Troubleshooting a bizarre logstash CPU problem


This week I was converting some legacy shell scripts to ansible roles and wandered into a bizarre issue with one of my elasticsearch servers. After committing a couple of changes my CI system rejected the commit due to a system resource issue. When I logged into the system to troubleshoot the issue I noticed the CPU was pegged:

$ mpstat 1

Linux 3.10.0-514.26.2.el7.x86_64 (elastic02) 09/02/2017 _x86_64_ (2 CPU)

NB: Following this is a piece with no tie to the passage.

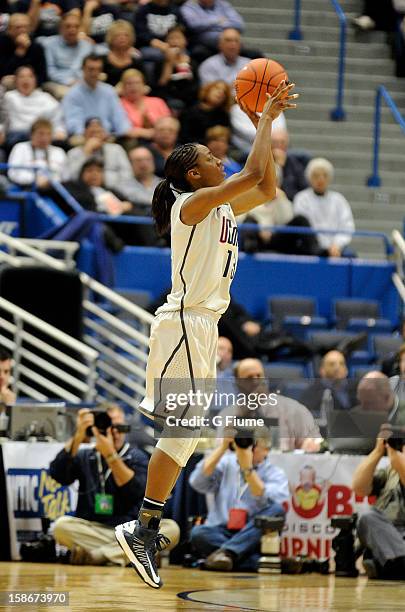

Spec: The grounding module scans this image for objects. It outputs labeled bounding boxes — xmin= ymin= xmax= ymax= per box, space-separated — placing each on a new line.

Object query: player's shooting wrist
xmin=105 ymin=451 xmax=120 ymax=465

11:32:59 AM CPU %usr %nice %sys %iowait %irq %soft %steal %guest %gnice %idle
11:33:00 AM all 94.03 0.00 3.98 0.00 0.00 0.00 0.00 0.00 0.00 1.99
11:33:01 AM all 94.00 0.00 3.50 0.00 0.00 0.00 0.00 0.00 0.00 2.50
11:33:02 AM all 93.50 0.00 5.50 0.00 0.00 0.00 0.00 0.00 0.00 1.00

This system is used solely to test changes so it should have been 100% idle. Htop showed the Logstash java process as the top CPU consumer so I ventured off to the log directory to see if anything was awry. Sure enough, Logstash was complaining about a missing file:

[2017-09-02T11:37:43,884][ERROR][logstash.agent ] Cannot create pipeline {:reason=>"Something is wrong with your configuration."}
[2017-09-02T11:37:52,529][ERROR][logstash.filters.geoip ] Invalid setting for geoip filter plugin:

filter {
geoip {
# This setting must be a path
# File does not exist or cannot be opened /elk/logstash/geoip/GeoLite2-City.mmdb
database => "/elk/logstash/geoip/GeoLite2-City.mmdb"
...
}
}

One of my commits automated the GeoIP database download process. This subtle change contained a bug (more on that in a future post) which was preventing the file from being downloaded and extracted. By default, logstash should exit if it detects a configuration issue. It shouldn’t spin on a CPU. To see what was going on I fired up my good friend strace and attmpted to attch to the PID I retrieved from ps:

$ strace -f -p 4288

strace: attach: ptrace(PTRACE_ATTACH, ...): No such process

Now that is odd. When I ran ps again and looked closer at the pid column I noticed that the java process had a new PID. I ran it a second time and the pid changed again. So it appeared that logstash was dying and then being restarted over and overr. The Logstash service on this machine is managed by systemd and it immediately dawned on me that the “Restart=on-failure” unit file configuration directive (this will restart a failed process) was the cause of my troubles! After a bit of troubleshooting I located the problem with my ansible role, corrected it and low and behold the system load returned to normal. Bugs and cascading failures happen and this problem never made its way to production because my automated test suite let me know that something was wrong. Thank you jenkins!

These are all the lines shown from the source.